Fortran, Algol, Cobol, PL/I, Pascal, Ada, Lua, Haskell, etc. are right and C and Dijkstra are wrong.
Dijkstra titled his essay wrong. He never explains why numbering should start with 0. He said that if numbering starts with 0, the upper bound should be excluded. Then he says that if you exclude the upper bound, numbering should start with 0. That's circular reasoning. If you include the upper bound, which is the most natural, numbering should start with 1.

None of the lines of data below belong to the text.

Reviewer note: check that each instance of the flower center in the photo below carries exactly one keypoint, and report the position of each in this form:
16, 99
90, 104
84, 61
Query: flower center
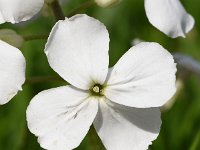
97, 90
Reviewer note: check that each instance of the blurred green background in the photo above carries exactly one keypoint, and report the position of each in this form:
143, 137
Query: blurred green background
125, 22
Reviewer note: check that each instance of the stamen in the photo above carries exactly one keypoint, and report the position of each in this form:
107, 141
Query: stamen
96, 89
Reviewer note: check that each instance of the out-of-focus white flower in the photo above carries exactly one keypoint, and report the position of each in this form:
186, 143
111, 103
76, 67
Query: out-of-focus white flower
106, 3
136, 41
170, 103
169, 16
12, 72
11, 37
15, 11
121, 102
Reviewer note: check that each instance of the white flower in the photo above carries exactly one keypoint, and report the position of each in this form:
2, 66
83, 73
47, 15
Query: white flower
12, 71
121, 102
15, 11
169, 16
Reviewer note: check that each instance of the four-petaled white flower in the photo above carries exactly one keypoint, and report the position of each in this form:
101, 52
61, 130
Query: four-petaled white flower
169, 16
12, 71
15, 11
121, 102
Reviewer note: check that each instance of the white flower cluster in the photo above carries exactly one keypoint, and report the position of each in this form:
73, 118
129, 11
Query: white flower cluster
121, 102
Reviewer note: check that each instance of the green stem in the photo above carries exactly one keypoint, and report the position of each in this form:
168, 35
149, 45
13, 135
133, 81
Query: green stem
35, 37
83, 6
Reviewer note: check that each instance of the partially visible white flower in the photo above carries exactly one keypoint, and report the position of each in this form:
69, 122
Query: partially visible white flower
121, 102
169, 16
170, 103
11, 37
106, 3
136, 41
15, 11
12, 72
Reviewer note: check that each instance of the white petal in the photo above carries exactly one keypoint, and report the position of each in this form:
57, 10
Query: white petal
143, 77
77, 50
169, 16
12, 71
15, 11
61, 117
126, 128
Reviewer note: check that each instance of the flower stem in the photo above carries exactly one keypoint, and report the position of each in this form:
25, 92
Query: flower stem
35, 37
57, 10
83, 6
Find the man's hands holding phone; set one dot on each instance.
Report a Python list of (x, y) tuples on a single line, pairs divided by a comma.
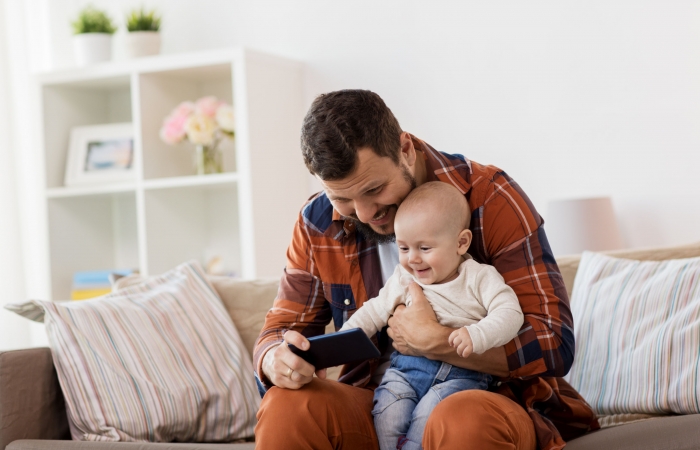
[(287, 370)]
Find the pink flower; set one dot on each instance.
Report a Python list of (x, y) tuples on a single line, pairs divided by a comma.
[(207, 106), (173, 130)]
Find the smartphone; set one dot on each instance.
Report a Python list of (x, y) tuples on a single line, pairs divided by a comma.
[(336, 349)]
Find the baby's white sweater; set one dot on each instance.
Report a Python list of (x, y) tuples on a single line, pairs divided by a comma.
[(478, 299)]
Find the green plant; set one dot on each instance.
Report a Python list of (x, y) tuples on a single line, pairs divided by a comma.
[(141, 20), (92, 20)]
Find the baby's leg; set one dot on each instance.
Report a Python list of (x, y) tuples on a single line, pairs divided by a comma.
[(394, 401), (425, 406)]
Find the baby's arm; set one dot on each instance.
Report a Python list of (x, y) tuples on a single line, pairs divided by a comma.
[(374, 313), (504, 315)]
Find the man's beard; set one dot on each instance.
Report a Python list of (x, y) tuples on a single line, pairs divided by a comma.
[(366, 229)]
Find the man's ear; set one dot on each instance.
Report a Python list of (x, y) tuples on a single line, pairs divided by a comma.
[(408, 152), (465, 238)]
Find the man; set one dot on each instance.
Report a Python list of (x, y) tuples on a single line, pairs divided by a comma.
[(342, 252)]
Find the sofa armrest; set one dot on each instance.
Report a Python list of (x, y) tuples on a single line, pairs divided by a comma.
[(31, 401)]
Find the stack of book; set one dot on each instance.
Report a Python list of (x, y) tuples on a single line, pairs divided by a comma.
[(94, 283)]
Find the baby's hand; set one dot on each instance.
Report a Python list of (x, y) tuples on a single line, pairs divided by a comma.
[(462, 342)]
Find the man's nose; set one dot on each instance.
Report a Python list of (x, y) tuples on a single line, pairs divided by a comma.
[(365, 211)]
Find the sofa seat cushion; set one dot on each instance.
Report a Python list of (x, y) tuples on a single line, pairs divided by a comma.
[(664, 433), (637, 339), (29, 444), (159, 362)]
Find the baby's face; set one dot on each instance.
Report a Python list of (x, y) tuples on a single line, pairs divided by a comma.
[(427, 249)]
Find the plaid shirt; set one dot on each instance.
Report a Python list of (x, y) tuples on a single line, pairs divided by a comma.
[(332, 270)]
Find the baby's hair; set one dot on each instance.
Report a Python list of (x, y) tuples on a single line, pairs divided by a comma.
[(443, 199)]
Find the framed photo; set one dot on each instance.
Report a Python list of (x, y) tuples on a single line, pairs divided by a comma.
[(100, 154)]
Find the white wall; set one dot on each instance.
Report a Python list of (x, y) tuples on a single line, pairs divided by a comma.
[(572, 99)]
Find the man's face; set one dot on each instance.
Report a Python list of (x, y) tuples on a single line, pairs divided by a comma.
[(371, 194)]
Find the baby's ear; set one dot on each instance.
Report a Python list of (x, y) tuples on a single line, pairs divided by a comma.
[(463, 241)]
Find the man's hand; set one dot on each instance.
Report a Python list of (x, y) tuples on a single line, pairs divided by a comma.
[(285, 369), (462, 342), (415, 329)]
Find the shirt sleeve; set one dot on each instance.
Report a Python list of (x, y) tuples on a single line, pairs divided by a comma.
[(374, 313), (515, 243), (504, 316), (300, 304)]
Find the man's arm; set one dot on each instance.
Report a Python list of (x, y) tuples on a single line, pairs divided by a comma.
[(299, 311)]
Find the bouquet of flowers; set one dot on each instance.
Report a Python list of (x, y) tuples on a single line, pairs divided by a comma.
[(204, 123)]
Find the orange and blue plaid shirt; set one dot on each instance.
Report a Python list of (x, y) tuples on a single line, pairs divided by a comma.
[(332, 270)]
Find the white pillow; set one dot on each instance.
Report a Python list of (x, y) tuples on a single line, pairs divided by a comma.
[(637, 329), (160, 361)]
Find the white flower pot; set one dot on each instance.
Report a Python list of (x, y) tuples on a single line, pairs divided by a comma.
[(92, 48), (141, 43)]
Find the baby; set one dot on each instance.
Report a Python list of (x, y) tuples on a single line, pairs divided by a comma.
[(432, 233)]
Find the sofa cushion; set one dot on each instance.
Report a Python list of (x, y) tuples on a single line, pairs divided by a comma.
[(160, 361), (568, 264), (664, 433), (247, 302), (637, 335), (31, 402)]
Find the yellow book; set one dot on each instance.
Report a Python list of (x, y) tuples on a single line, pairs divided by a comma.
[(84, 294)]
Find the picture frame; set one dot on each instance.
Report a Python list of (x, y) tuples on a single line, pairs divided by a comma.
[(100, 154)]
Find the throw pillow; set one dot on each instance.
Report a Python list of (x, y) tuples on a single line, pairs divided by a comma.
[(637, 335), (159, 361)]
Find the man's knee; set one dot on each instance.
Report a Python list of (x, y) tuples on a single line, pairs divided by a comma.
[(481, 418), (294, 405)]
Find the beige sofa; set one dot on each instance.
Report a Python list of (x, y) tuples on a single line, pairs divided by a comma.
[(32, 410)]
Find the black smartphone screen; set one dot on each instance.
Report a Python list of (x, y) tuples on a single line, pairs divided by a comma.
[(335, 349)]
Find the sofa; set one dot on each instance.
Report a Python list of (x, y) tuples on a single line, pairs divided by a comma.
[(33, 416)]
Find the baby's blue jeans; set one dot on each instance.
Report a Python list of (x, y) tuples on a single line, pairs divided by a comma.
[(410, 389)]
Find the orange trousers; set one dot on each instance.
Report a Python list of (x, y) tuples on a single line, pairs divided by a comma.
[(330, 415)]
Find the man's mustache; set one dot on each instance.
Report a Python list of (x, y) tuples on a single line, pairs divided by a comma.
[(377, 215)]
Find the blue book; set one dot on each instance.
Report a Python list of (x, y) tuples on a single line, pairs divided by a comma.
[(95, 278)]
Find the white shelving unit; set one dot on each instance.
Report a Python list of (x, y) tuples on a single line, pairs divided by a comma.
[(167, 215)]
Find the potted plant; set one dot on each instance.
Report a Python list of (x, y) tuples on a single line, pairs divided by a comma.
[(92, 40), (143, 38)]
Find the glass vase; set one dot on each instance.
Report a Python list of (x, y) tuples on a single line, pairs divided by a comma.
[(208, 160)]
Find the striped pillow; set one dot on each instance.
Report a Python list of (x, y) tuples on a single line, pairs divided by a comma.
[(159, 361), (637, 335)]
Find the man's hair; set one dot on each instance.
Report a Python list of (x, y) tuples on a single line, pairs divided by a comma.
[(442, 200), (340, 123)]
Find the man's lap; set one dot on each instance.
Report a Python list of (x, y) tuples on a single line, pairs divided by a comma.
[(328, 414)]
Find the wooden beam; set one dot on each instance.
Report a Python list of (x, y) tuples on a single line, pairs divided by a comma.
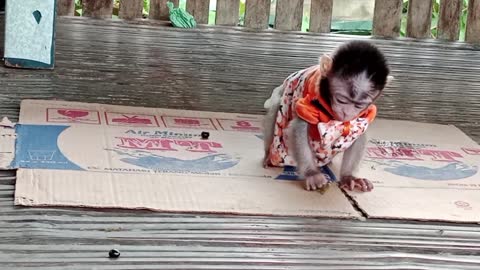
[(159, 9), (472, 34), (98, 8), (321, 16), (419, 18), (387, 18), (199, 9), (449, 19), (257, 13), (227, 12), (65, 7), (289, 15), (130, 9)]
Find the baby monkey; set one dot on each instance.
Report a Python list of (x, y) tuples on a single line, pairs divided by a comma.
[(324, 110)]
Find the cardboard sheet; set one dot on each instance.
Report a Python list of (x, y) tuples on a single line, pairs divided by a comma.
[(77, 154), (421, 172)]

fortran90.org/src/faq.html#what-is-the-most-natural-way-to-handle-initial-and-final-points-of-intervals
If you mean the numbers 2, 3, ..., 12, you say numbers from 2 to 12. You don't say 2 to 13, 1 to 12, or 1 to 13. Those are all nonsense. If a place is open on Monday, Tuesday, Wednesday, Thursday, and Friday, you say it's open Monday to Friday, not Monday to Saturday. When you count from 1 to 10, you start with 1 and end with 10, not start with 1 and end with 9.
In Haskell when you write [2..12] (meaning enumFromTo 2 12), you get the sequence 2 to 12. When you can use enums, not just numbers, this is the only way that makes sense. [Monday..Friday] has one common meaning.
For an empty sequence, you write 1..0. It can also be any number less than the lower bound, like 1..-10, 2..1, 100..0. These are all empty sequences. Just like when you write a loop for i = 1 to 0 or for i = 60 to -10, which execute 0 times. For an array with N elements, the bounds are 1..N. For a loop that repeats N times, the bounds are 1..N.